My post on the Tiger Airways booking flow was less than a week old, but recently when I looked at the most page views of any post in the past 30 days it came out on top (assuming you don’t count the home page).
Here is the list of the most popular posts by page views in the last 30 days.
|1. Looking at the Tiger Airways online booking flow|
|2. Birth of the Bow Tie|
|3. Moment of truth – Did any of my 2009 predictions come true|
|4. 2010 Predictions|
|5. What percentage of emails convert into a sale|
Just to show that I do sometimes listen to feedback, it is obvious that I should be writing more posts like the Tiger one, and less like the one on ticketing that I put up yesterday! So with that in mind, let’s revisit the topic of booking flows, and talk about what I consider to be the most innovative area in search today – search by attributes.
I should make it clear that I am using a pretty narrow view of search here. I’m not writing about all the interesting stuff happening with location based search, human answered travel search, or the plethora of other innovation happening in travel search that doesn’t directly manage air booking fulfilment. So with that narrow definition, it pretty much leaves airline websites and OTA’s within scope of this post.
With that in mind, I took a look at the Lufthansa implementation of Amadeus affinity shopper, Iberia’s development of similar functionality, and the search by attributes functionality on Travelocity.
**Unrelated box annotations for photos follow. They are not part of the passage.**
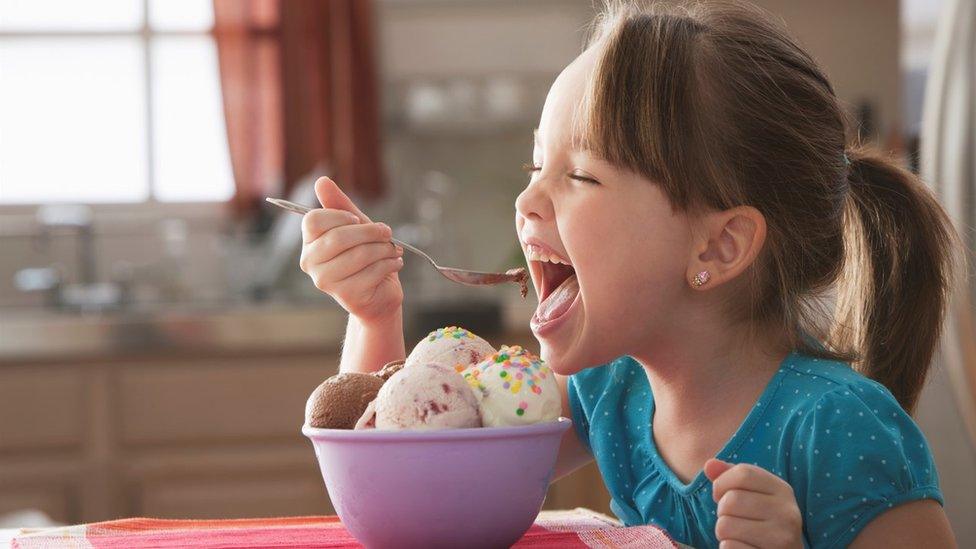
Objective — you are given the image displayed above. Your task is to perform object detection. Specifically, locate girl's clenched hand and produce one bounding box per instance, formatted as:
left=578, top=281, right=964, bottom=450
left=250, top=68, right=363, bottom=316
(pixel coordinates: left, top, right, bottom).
left=705, top=459, right=803, bottom=549
left=299, top=177, right=403, bottom=325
Starting with Lufthansa, I would recommend visiting their UK site, as this feature hasn’t been rolled out across all sites yet. They might have just been awarded Best website for business travellers, but today I’m more interested in the leisure traveller. Look for the link named Trip Finder at the bottom of the page, or Budget Trip Finder in the right side panel. As it is my own employer building this product, any positive comments from me can sound a little hollow, so best if you take a look and judge for yourself.
After choosing your destination airport you can see on a map all the flights within your price range. With the use of a slider you can adjust the price range accordingly. The user has the possibility to search by attributes other than price, such as diving destinations, but it is clear by the name LH have given affinity shopper, that price is really the attribute most people are expected to use. One feature I’ve never seen elsewhere is their wait screen shown here. It was displayed whilst moving from the map page to the actual availability page. I had selected a flight from London to Oslo, so whilst at first I thought it was similar to the Amazon “people who bought this book also bought these books” feature, it could be just a static screen advertising the fact that LH fly to Hong Hong and Korea. Interesting idea, but it would be really powerful if an airline implemented the sort of logic saying “of the other people on your flight, or flying to your destination, the following hotels were most frequently booked.”
Iberia built their own cache, initially to better populate landing pages to feature higher in organic search results, but have now extended it to offer a similar search by attributes functionality. The screen shot above shows a search using Madrid as the origin. Very nice touch to have the date flexibility options as part of the search, and also interesting that they try to upsell me flights slightly above the €120 that I entered as my limit. I’m not sure why the session times out using what appears to be the same parameters as set for the booking engine, as when displaying the map they wouldn’t be reserving inventory for a prospective customer due to the use of the cache. Therefore time outs seem unnecessary until you move into real-time availability, but maybe there are other valid reasons for doing this.
Next up was the the Travelocity implementation of their version of searching by attributes. I was alerted to this feature by a great post from Hudson Crossing. When I used it myself it wasn’t all smooth sailing, but I really like how they show content both with flight + hotels, and for flight only. Travelocity are calling their version of search by attributes Deals on a Map, and my first impressions of what they are trying to achieve were extremely favourable. But rather than do an in depth review of this site either, I’d prefer to focus on why search by attributes is important, and where I see it going.
But that topic will have to wait for another post, and a later date. In the meantime, take a look at the three sites mentioned above and decide what you like and dislike about each.